I have always found the extreme skeptic attitude a self-contradictory stance: If I am told that we can never know anything about the world, how can I take such a pronouncement seriously? The statement is self-defeating by definition! Of course that is not to say that we should go to the other extreme and just take everything at face value, or on belief. As ever there is a balanced middle ground where we need to exercise judgement and fit what we perceive into our own views.

This balancing between two polarities is a major recurring theme in Steiner’s work and is a corollary of the presence of a boundary.

Once we understand this ‘thinking in’ to the other, the ‘other’ can be anything. It is relevant to all we experience, whether it be a beautiful sunset, being with a loved one, or trying to understand someone we experience as difficult. Can we develop the self-awareness to really live into what is around us, seeing it for what it is, and yet maintain our own integrity?

There is a link here to egoism, a subject that I referred to in my last post.

Egoism is an important stage in our development and to put it in very simple terms, we can identify a number of stages in the development of an ego boundary:

  1. Lack of ego boundary.
  2. A present ego boundary, or self.
  3. An awareness of our ego boundary.
  4. A conscious control of the permeability of our ego boundary.

As you might notice, the last stage characterizes what is happening when we are conversing in the way I have been describing above, and needless to say requires that we have developed the necessary self-awareness.

Boundaries can be either given, as in for instance our bodily boundary, or defined, as in when we characterize the world about us, or indeed, our own ego.

The Art comes in how we move around a given boundary, an activity that requires our very special Attention as we enter the conversation between Self and Other. This will be a theme I will return to as our study progresses.

Since my last post, Paul, my study colleague, and I have been thinking about how to précis some of the study work we have been doing over the past years. In the end we have decided this is an impossible and fruitless task.
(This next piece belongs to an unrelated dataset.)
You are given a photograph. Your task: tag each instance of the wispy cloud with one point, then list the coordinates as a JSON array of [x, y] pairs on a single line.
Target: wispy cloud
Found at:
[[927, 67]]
It is better that readers find their own path through Steiner’s material and let me shine a light on some possible signposts on the way that Paul and I have found useful in our own study. Additionally, given the dynamic nature of a true living thinking, it is the process as much as the content that is the important item.

I think it is more useful for me to précis our study experience from here on in and let you form your own pictures ‘organically’ through your own experience. Of course – as I have done in previous posts – I will give links to online resources of Steiner’s material as relevant.